3. While I’m on the subject of the World Baseball Classic, the more I think about this stupid concept, the more I hate it. It’s a completely arbitrary competition, which, unlike the Olympic Games, doesn’t even put on the pretense of promoting world peace and understanding through athletics. This is something concocted by the commissioner and the player’s union to drive business. Now, I’m all for business, but, as a baseball fan first and foremost, I hate to think that the game’s best players are being put in harm’s way for free, supposedly for “their country.” That’s rubbish. I only wish that team owners took a more vocal stance and forbade their players from participating. What comfort does George Steinbrenner get if Damon, Jeter, or A-Rod gets injured at these games? What comfort does our friend the Hitman get if Juan Pierre pulls his oh-so-delicate hamstring and ends up stealing 15 bases for the Cubs in 2006? I hate this stupid World Baseball Classic. My only hope is that TV ratings are so poor that the event goes away after this year.
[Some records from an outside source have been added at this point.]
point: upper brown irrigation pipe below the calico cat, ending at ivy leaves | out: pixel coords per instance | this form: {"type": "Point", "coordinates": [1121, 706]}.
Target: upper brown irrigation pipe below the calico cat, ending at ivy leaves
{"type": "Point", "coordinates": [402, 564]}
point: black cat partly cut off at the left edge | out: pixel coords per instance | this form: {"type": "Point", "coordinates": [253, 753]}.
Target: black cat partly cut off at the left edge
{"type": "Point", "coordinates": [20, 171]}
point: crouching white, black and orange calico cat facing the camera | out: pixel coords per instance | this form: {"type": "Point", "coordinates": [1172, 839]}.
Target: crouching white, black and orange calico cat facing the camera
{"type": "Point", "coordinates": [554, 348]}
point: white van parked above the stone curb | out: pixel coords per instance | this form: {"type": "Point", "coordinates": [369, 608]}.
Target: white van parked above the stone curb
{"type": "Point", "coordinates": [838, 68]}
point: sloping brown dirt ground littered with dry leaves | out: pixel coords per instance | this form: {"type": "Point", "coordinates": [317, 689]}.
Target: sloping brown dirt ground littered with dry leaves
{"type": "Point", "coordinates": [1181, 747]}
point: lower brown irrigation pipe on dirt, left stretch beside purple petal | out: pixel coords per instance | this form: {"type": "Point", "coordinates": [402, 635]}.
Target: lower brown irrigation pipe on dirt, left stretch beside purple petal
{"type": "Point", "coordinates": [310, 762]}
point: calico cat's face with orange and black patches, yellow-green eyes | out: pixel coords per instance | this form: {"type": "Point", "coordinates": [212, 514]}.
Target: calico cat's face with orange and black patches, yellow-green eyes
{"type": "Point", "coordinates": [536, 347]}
4. Finally, to come full circle back to Bill Simmons…I love the guy, I love his column, I love the fact that he’s a more eloquent and funnier version of me. Basically I respect the hell out of a guy that is making a career out of sports writing from a fan’s perspective. Except for one thing. He’s a complete spin-artist. That he even has the gall to intimate that the Broncos won because of poor officiating is just flat-out ridiculous. The Patriots played as bad a football game as a team could play and only lose by 14 points. Come on, 5 turnovers? No running game? How did the refs realistically change the way the game turned out? And, Bill, if you’re going to play the “refs fixed the game” card, just remember – if the NFL had its druthers, the Patriots would’ve won, not lost. So shut up already about the Patriots and start coming up with good one liners and spin-jobs on why the Red Sox aren’t a complete mess and a laughingstock.